Ludwigshafen

Rheingönheim Sanierungspläne im Ortsbeirat vorgestellt

Stadt hofft auf Bundesmittel für Sportanlage

Archivartikel

Ludwigshafen.Die aktuellen Planungen für die Sanierung der Bezirkssportanlage Rheingönheim wurden in der vergangenen Sitzung des Ortsbeirats vorgestellt. Dabei gab es Kritik aus dem Gremium, dass ein so wichtiges Thema für den Stadtteil erst auf Antrag der SPD auf die Tagesordnung gekommen sei. „Wieso werden solche Vorhaben nicht im Vorfeld mit dem Ortsbeirat besprochen?“, lautete die Kritik. „Das war ein besonderes Jahr, und wir haben im Hardcore-Takt durchgeplant, um den Bewerbungsschluss für die Förderung der Maßnahme durch den Bund einzuhalten“, erläuterte Gabriele Bindert, Bereichsleiterin Grünflächen und Friedhöfe. Die Frist laufe noch bis 30. Oktober.

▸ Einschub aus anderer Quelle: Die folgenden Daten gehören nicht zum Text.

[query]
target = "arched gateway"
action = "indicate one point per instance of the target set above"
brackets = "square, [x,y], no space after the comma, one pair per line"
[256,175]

Kosten von 2,3 Millionen Euro

Das Investitionsvolumen für die Sanierung liege bei 2,3 Millionen Euro – und die Bezirkssportanlage könne in diesem Umfang nur saniert werden, wenn die Stadt den Zuschuss in Höhe von 90 Prozent bekommt. „Der Stadtrat hat im September zugestimmt. Wir bringen jetzt die Unterlagen auf den Weg, um sie einzureichen“, so Thomas Gerling, Bereichsleiter Sport. Würde die Stadt auf eine Förderung durch das Land setzen, wäre der Eigenanteil zu hoch, dann müsste die Stadt in Abstimmung mit der ADD einen Stufenplan erstellen. „Aber wir sind guter Dinge wegen der hohen Nutzungszahlen und der Entwicklung des Stadtteils.“

Im Vorfeld der Planungen sei mit dem FC Arminia 03 Ludwigshafen und der Schule gesprochen worden. Die 500 Mitglieder der Arminia sowie die Nutzer der Anlage aus anderen Vereinen sowie der Mozartschule können sich – wenn alles nach Plan läuft – auf eine moderne Anlage freuen. Der große Rasenplatz, der Tennenplatz und die 400-Meter-Laufbahn müssen weichen. Dafür entstehen zwei Kunstrasenplätze und eine 100-Meter-Laufbahn mit Weitsprunggrube.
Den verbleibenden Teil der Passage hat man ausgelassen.